Tampoco la amenaza de la guerra. Brisard y Desquié señalan: “En determinado momento (de las negociaciones) los representantes estadounidenses dijeron a los talibanes ‘o ustedes aceptan nuestra oferta de una alfombra de oro, o los enterramos bajo una alfombra de bombas’”. El ex ministro de Relaciones Exteriores de Pakistán Naif Naik confirmó haceun mes por la televisión francesa que en la reunión del 6+2 realizada en Berlín del 17 al 20 de julio se dijo que “una vez constituido el gobierno ampliado, habría ayuda internacional (para Afganistán)... luego podría llegar el oleoducto... El embajador (estadounidense Thomas) Simons indicó que en el caso de que los talibanes no se comportaran como es debido, y Pakistán fracasara en su intento de que se comportaran como es debido, Washington podría recurrir a otra opción ‘no disimulada’ contra Afganistán... Las palabras utilizadas fueron ‘una operación militar’”. Dichas dos meses antes del 11 de septiembre.

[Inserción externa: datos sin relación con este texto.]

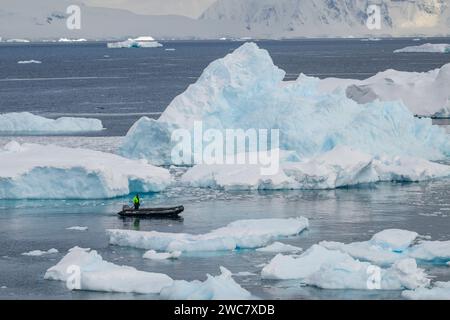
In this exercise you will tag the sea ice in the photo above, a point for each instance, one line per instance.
(38, 253)
(246, 90)
(241, 234)
(29, 124)
(221, 287)
(99, 275)
(32, 171)
(153, 255)
(427, 47)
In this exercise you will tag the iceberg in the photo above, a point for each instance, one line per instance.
(332, 269)
(139, 42)
(427, 47)
(246, 90)
(28, 172)
(97, 274)
(38, 253)
(424, 93)
(241, 234)
(25, 123)
(341, 167)
(389, 246)
(439, 291)
(221, 287)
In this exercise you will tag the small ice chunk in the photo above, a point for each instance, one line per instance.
(153, 255)
(38, 253)
(221, 287)
(279, 248)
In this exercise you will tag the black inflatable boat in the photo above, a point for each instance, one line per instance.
(151, 212)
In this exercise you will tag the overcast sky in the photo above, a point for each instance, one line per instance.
(190, 8)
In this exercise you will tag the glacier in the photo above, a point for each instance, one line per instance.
(341, 167)
(139, 42)
(246, 90)
(427, 47)
(33, 171)
(333, 269)
(240, 234)
(25, 123)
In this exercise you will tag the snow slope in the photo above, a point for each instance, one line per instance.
(246, 90)
(241, 234)
(26, 123)
(35, 171)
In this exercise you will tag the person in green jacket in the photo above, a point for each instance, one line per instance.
(136, 202)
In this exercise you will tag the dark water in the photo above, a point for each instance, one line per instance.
(120, 85)
(77, 79)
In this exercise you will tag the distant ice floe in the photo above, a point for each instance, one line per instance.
(33, 171)
(78, 228)
(439, 291)
(38, 253)
(340, 167)
(241, 234)
(427, 47)
(26, 123)
(97, 274)
(140, 42)
(246, 90)
(29, 62)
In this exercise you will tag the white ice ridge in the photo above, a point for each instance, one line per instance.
(97, 274)
(241, 234)
(389, 246)
(340, 167)
(139, 42)
(333, 269)
(439, 291)
(427, 47)
(246, 90)
(28, 123)
(38, 253)
(33, 171)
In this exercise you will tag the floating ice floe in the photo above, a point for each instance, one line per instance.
(389, 246)
(246, 90)
(333, 269)
(33, 171)
(18, 123)
(439, 291)
(241, 234)
(29, 62)
(153, 255)
(427, 47)
(38, 253)
(78, 228)
(279, 247)
(340, 167)
(96, 274)
(221, 287)
(140, 42)
(99, 275)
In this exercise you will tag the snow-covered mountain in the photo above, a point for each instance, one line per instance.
(296, 18)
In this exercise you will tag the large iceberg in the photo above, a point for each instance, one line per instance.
(427, 47)
(424, 93)
(139, 42)
(340, 167)
(333, 269)
(246, 90)
(241, 234)
(33, 171)
(96, 274)
(28, 123)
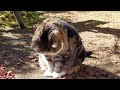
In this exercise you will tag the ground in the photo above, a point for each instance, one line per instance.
(100, 33)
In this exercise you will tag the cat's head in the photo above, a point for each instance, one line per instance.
(50, 37)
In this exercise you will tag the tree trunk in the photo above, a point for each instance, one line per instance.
(19, 19)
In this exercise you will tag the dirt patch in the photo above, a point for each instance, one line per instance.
(100, 33)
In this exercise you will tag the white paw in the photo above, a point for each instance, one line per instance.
(47, 73)
(57, 75)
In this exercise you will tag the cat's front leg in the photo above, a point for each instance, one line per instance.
(42, 62)
(49, 71)
(58, 70)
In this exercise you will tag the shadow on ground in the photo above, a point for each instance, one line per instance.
(91, 72)
(14, 50)
(92, 26)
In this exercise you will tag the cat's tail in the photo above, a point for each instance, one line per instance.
(88, 53)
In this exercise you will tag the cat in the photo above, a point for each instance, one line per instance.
(60, 47)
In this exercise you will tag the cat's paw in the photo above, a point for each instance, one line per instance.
(48, 73)
(43, 68)
(56, 75)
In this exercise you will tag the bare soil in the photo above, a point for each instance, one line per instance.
(100, 33)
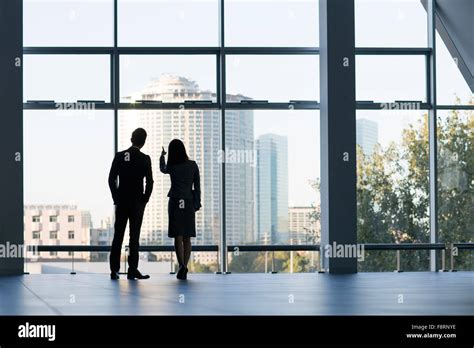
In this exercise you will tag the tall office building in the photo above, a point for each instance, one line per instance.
(57, 225)
(303, 228)
(367, 135)
(200, 130)
(272, 189)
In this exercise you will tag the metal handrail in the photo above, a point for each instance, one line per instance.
(262, 248)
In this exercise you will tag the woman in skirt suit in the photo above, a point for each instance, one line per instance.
(184, 200)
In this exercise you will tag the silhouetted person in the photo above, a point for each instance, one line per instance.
(126, 184)
(183, 201)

El libro está dedicado a John O’Neill, que renunció a su cargo de subdirector del FBI en julio último y aceptó el empleo de jefe de seguridad del World Trade Center, donde se convirtió en otra víctima de los feroces atentados. Fue irónico: O’Neill había investigado los ataques contra el World Trade Center en 1993, la base estadounidense de Arabia Saudita en 1996, las embajadas de EE.UU. en Kenya y Tanzania en 1998, el buque de guerra USS Cole en el 2000, y se quejaba amargamente con Brisard de que el Departamento de Estado –y detrás el lobby petrolero– bloqueaba sus intentos de probar la responsabilidad de Bin Laden en esos actos terroristas. Por eso había renunciado. “Todas las respuestas, todo lo necesario para desmantelar la organización de Osama bin Laden se pueden encontrar en Arabia Saudita”, dijo a los autores de La Verdad prohibida. La monarquía saudita propaga el wahabismo, una forma del fundamentalismo islámico, y varios de sus miembros apoyan y financian a Bin Laden. Es un régimen oscurantista, corrupto e intocable para la Casa Blanca desde los tiempos de Franklin Delano Roosevelt. Ocurre que Estados Unidos consume el 25 por ciento de la producción mundial de petróleo y sólo tiene un 3 por ciento de las reservas del planeta, unos 22.000 millones de barriles. Las de Arabia Saudita ascienden a 259.000 millones de barriles. Eso.